Ms Tanna-Shah told OT that she began practising mindfulness as a way of alleviating the anxiety that she experienced for much of her life.
She emphasised that most people think of optometrists as confident people because of their interaction with the public.
“I thought I was the only one going through this; who felt lonely, insecure and had all this anxiety. When I spoke to other people, I realised there were others who were going through the same sort of thing,” Ms Tanna-Shah highlighted.
After finding that mindfulness affected her own life in a positive way, Ms Tanna-Shah completed a mindfulness module and began doing sessions for 10-year-olds at her daughter’s school just before their exams.
“The key part of mindfulness is not to think about yesterday or tomorrow but to focus on the present moment”

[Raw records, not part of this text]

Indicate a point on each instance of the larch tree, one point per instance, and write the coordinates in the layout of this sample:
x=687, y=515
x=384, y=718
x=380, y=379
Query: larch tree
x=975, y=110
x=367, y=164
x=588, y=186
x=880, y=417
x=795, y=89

The sessions involve different activities such as deep breathing, talking about one good thing that has happened to each person during the week and using a sounding bowl to practise meditation.
“You tap the bowl to hear a beautiful vibrating sound and you focus on that until it stops,” Ms Tanna-Shah explained.
“The key part of mindfulness is not to think about yesterday or tomorrow but to focus on the present moment,” she added.
After the sessions proved popular at her daughter’s school, Ms Tanna-Shah began taking classes at two other schools and running sessions for parents.
When asked how she applies mindfulness in her work, Ms Tanna-Shah said that for her it comes down to her daily interactions with patients and colleagues.
“I started practising mindfulness in terms of focusing on that patient as an individual and really engaging in talking with them,” she highlighted.
“My husband, who is also an optometrist, is very bubbly and he was doing that all the time. He seemed to be really enjoying his job so I took a leaf out of his book,” Ms Tanna-Shah said.
As well as teaching mindfulness, Ms Tanna-Shah enjoys inventing healthier versions of classic sweet treats such as Snickers and Bounty bars.
She makes handmade chocolates, brownies and energy balls, while her most popular treat is a peanut butter cheesecake. The treats that she bakes are vegan and sugar-free.
“I love taking the kids to the supermarket and asking them what they want to try. I let them pick the recipe and then we do it together,” she shared.
“The whole process is therapeutic,” Ms Tanna-Shah added.